Aesthetics: While metal roofs offer a sleek, modern appearance and can be manufactured to resemble other materials, shingles provide a traditional look with a wider variety of color and design options.

Maintenance: Both require maintenance, but metal roofing generally demands less frequent attention, being more resistant to mold, mildew, and other common roofing issues.


When evaluating the initial outlay, shingles generally offer a more budget-friendly option compared to metal roofing. Asphalt shingles, the most common type, are widely available and lower in cost, reflecting in the price of installation. Metal roofs, conversely, command a higher price due to material and specialized labor costs.

It is critical, however, to consider not just upfront expense but also long-term investment value. The durability and longevity of metal can lead to decreased maintenance and replacement costs over time, potentially offsetting the initial premium. Moreover, metal roofs can contribute to energy savings by reflecting solar heat, which may reduce cooling costs in warmer climates.

It’s therefore essential to evaluate cost in the context of the roof’s expected lifespan and potential energy efficiencies.


Metal roofs typically offer a lifespan of 40 to 70 years depending on the material. They are less susceptible to decay, mold, and pest damage. The durability largely results from the inherent strength of metal and its resistance to extreme weather conditions such as heavy snow, hail, and fire.

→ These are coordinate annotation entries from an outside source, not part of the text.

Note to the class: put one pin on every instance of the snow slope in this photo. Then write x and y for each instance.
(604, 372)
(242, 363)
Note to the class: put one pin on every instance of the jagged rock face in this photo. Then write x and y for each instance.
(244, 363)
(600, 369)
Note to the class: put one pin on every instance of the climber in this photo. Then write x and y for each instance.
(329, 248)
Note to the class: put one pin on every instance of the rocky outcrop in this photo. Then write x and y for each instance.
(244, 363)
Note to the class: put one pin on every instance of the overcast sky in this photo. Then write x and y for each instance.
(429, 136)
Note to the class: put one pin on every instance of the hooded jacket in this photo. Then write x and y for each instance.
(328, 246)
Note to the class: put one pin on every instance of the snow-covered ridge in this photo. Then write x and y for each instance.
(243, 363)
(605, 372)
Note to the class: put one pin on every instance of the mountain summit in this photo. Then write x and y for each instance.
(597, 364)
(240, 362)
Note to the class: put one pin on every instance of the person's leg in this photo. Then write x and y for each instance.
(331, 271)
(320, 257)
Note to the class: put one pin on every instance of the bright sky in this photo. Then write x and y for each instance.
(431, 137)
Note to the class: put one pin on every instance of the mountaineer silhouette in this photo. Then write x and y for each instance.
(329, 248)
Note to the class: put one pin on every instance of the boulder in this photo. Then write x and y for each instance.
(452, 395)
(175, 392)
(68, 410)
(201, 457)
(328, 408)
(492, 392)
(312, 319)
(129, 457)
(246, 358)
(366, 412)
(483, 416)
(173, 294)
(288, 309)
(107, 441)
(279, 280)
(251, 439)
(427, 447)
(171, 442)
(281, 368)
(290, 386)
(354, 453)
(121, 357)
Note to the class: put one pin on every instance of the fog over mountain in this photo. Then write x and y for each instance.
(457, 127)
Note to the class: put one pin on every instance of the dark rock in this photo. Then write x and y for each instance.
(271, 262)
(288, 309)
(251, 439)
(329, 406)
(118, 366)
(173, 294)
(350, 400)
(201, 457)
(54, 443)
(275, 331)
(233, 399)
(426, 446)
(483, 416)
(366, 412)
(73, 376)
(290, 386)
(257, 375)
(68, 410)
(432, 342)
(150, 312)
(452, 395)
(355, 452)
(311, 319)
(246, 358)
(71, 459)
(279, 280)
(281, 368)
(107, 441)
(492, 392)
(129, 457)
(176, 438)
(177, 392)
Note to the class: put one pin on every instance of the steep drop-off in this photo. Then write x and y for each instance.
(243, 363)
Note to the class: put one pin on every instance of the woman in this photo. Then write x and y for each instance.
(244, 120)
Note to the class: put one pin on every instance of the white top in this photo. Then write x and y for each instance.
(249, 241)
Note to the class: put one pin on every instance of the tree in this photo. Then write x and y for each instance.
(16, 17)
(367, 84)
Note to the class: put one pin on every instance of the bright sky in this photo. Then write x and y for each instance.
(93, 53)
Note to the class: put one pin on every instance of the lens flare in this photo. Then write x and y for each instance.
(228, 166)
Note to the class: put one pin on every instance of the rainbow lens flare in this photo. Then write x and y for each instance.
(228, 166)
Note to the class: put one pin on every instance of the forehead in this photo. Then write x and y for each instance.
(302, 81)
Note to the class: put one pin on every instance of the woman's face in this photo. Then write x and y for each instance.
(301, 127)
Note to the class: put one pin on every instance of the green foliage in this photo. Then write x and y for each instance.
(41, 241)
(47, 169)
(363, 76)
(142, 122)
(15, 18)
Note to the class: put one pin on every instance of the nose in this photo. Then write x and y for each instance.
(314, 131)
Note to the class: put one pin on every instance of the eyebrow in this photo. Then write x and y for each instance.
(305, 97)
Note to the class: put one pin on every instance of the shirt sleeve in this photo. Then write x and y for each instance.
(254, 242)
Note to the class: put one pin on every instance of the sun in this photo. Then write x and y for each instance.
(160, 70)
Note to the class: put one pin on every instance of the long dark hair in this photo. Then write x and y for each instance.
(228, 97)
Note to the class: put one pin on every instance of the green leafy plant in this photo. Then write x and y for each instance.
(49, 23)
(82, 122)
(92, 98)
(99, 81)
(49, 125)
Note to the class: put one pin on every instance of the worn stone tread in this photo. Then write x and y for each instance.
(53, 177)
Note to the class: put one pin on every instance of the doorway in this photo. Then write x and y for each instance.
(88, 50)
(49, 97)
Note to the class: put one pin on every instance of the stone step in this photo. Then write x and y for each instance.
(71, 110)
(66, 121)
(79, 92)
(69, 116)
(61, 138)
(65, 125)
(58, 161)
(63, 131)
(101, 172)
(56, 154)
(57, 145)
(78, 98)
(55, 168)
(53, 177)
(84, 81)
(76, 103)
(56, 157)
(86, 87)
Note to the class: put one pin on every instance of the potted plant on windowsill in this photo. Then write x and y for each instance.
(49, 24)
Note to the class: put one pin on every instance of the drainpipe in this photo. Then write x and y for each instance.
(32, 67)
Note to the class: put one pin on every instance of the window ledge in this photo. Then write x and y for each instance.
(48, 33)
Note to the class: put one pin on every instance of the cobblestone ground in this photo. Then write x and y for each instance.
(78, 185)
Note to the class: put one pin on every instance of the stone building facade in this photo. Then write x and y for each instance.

In contrast, asphalt shingles, which are the most common type for shingled roofs, usually last between 15 to 30 years. Their life expectancy can be influenced by factors such as climate, roof design, and maintenance diligence. Shingles are prone to algae and moss growth, can be damaged by high winds, and may deteriorate more quickly under direct UV exposure.

The superior longevity of metal roofing may lead to a lower frequency of replacement, which is an important factor to consider when comparing lifetime costs and the value provided over the lifespan of the roof.


Metal roofs often boast superior energy efficiency compared to asphalt shingles due to their reflective properties. They reflect the sun’s rays, which can help keep homes cooler during sunny periods, potentially reducing cooling costs. Additionally, some metal roofing is treated with special pigments that enhance energy efficiency.

On the other hand, asphalt shingles absorb more heat, which can lead to warmer attic spaces and higher air conditioning expenses. However, modern shingles may have energy-efficient options, like cool-roof technology, which uses granules that reflect solar energy.

Both materials offer insulation benefits, but overall, metal roofing typically leads to greater efficiency gains over the lifespan of the roof. It’s important to note that proper installation and adequate attic insulation are critical factors that will influence the overall efficiency of any roofing system.

Pros and Cons of Metal Roofs Vs. Shingled Roofs

Metal roofs offer impressive durability, often lasting 40-70 years, compared to the average 15-30-year lifespan of asphalt shingles. They can withstand high winds, are fire-resistant, and reflect solar radiant heat, which may reduce cooling costs. However, metal roofing is typically more expensive upfront and may be prone to denting from hail.

In contrast, shingle roofs are less expensive to install and are favored for their traditional aesthetic. They are easier to repair and a good choice for homeowners looking for a cost-effective solution. On the downside, they are more susceptible to weather-induced wear and can contribute to higher attic temperatures, potentially increasing air conditioning needs.